Mullenweg began a three-month sabbatical from his role as CEO at the beginning of February 2024. During that time, Mullenweg engaged in a public feud with a transgender Tumblr user who, frustrated with the failure of Tumblr (owned by Automattic) to address transphobic harassment, posted that she wished Mullenweg would die in a comedic way. The user was subsequently banned. Responding to user uproar, Mullenweg addressed the ban in posts on his personal Tumblr blog, in which he characterized the post as a death threat, and shared private account information about the user. Mullenweg also responded to individual commenters on Tumblr in posts and direct messages, and went to Twitter to respond to the banned user's tweets about the situation. A few days later, transgender employees of Tumblr and Automattic made a post on the official Tumblr staff blog characterizing his response as "unwarranted and harmful" and stating that he did not speak on their behalf. They also said that the user's post was not a realistic threat of violence and not the reason for her ban.

== Audrey Capital ==
Mullenweg is a principal at angel investment firm Audrey Capital, which he co-founded in 2008 alongside Naveen Selvadurai and Audrey Kim.

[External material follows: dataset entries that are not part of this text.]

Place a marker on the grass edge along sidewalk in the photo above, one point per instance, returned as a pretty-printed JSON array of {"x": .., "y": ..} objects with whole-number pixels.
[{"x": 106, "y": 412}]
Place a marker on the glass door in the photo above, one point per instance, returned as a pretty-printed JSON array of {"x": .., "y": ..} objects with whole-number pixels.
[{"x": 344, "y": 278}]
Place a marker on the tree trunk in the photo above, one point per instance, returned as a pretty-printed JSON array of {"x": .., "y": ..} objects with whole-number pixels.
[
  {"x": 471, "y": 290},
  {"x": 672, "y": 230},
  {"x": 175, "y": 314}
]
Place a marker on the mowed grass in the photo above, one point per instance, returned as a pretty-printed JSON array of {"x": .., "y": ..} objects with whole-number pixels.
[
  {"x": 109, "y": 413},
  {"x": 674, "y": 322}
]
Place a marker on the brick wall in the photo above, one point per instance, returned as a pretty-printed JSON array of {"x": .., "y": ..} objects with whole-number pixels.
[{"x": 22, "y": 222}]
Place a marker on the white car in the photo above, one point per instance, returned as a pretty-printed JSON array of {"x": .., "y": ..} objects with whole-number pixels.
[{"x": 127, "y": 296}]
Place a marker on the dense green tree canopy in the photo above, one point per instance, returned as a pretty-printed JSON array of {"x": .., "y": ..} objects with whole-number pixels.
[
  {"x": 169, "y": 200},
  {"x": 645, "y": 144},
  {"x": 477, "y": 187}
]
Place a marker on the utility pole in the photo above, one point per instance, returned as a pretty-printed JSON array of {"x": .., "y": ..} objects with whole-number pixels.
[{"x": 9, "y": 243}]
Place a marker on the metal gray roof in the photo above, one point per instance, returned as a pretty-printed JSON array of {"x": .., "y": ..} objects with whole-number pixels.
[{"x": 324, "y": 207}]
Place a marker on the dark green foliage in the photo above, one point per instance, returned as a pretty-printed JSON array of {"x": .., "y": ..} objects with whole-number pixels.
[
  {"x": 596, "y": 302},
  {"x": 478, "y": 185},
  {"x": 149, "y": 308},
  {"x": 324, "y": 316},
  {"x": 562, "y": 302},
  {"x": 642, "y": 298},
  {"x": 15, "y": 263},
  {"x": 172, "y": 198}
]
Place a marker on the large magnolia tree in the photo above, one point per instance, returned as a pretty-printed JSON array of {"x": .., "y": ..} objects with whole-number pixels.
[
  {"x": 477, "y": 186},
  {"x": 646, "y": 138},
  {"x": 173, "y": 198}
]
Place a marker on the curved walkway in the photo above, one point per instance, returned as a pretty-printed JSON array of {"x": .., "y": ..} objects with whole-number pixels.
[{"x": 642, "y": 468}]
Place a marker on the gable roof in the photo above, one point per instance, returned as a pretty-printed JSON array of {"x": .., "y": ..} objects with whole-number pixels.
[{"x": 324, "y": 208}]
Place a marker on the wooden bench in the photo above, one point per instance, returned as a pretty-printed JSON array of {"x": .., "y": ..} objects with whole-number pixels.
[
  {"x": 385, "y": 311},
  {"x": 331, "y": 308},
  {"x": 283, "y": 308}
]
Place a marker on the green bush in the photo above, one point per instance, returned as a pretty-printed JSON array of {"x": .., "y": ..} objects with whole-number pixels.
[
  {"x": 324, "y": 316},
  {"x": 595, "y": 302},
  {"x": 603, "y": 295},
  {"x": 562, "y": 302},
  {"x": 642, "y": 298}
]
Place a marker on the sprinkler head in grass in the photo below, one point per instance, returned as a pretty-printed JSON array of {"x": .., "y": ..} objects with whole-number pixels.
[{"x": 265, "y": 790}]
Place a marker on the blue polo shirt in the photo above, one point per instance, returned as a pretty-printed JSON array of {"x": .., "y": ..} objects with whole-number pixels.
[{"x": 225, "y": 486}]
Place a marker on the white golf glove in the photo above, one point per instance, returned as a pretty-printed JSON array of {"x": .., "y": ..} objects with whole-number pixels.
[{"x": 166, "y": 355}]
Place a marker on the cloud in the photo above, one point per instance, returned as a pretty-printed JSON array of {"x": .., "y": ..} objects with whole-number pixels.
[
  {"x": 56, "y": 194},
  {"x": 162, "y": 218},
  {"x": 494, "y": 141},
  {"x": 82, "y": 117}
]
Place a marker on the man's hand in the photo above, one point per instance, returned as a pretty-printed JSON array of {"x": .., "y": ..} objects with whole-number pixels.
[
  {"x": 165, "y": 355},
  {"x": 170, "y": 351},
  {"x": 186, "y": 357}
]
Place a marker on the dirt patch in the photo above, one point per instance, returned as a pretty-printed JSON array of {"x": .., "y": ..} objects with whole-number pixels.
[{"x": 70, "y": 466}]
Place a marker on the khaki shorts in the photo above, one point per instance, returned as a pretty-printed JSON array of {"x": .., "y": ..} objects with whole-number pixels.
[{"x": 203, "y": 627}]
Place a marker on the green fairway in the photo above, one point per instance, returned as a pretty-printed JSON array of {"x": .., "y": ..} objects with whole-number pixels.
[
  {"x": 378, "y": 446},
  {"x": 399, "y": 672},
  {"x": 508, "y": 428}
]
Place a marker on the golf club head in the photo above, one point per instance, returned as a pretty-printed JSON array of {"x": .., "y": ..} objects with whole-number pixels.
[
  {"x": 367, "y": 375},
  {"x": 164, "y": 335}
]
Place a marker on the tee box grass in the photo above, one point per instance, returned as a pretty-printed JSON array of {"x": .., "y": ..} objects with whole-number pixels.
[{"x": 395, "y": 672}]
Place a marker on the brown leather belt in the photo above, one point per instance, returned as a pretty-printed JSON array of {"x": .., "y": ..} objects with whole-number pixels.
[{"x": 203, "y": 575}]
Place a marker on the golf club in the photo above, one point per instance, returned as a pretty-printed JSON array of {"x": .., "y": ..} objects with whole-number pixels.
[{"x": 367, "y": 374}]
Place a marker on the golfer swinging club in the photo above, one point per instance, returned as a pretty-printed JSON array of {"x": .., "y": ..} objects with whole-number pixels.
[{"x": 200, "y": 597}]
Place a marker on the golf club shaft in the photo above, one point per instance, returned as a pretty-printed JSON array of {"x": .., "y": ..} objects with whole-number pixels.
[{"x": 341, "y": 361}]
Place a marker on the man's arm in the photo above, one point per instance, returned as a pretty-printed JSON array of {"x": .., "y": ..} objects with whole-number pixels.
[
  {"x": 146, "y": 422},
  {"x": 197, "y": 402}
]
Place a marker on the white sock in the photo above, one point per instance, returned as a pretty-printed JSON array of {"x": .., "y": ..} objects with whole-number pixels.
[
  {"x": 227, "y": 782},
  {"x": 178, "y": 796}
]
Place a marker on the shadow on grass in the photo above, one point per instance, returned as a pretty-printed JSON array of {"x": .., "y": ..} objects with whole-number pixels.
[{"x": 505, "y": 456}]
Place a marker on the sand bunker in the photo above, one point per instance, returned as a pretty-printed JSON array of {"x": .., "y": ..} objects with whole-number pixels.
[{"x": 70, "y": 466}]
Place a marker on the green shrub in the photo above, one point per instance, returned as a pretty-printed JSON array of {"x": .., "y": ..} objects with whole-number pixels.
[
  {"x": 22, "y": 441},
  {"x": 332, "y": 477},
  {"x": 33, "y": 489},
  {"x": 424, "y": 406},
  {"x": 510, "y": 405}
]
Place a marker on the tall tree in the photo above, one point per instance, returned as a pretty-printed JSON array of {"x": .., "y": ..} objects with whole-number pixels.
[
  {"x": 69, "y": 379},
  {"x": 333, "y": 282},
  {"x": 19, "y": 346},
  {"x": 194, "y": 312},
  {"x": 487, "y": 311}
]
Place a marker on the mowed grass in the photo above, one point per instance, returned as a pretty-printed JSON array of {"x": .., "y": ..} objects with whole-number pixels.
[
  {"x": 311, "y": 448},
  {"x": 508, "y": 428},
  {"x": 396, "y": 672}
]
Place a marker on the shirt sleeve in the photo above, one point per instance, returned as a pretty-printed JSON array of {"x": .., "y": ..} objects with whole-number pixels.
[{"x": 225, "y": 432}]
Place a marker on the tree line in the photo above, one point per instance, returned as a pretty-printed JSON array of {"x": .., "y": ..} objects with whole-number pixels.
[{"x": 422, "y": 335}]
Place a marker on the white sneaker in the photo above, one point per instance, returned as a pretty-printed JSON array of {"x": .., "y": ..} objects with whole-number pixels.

As of 2024, the company lists investments in companies such as CoinDesk, MakerBot, Sonos, SpaceX, Ring, as well as software companies including Calm, Chartbeat, DailyBurn, Memrise, Genius, Nord Security and Telegram. It has also funded startups that provide services to web developers including Creative Market, GitLab, NPM, SendGrid, Stripe and Typekit. From 2017 to 2019, Mullenweg also served as a board member for GitLab.

Mullenweg has employed a team of contributors to WordPress through Audrey Capital since 2010, who work separately from Automattic.

On the 20th anniversary of WordPress' initial release, Mullenweg announced a scholarship program aimed at the children of significant contributors to open-source projects.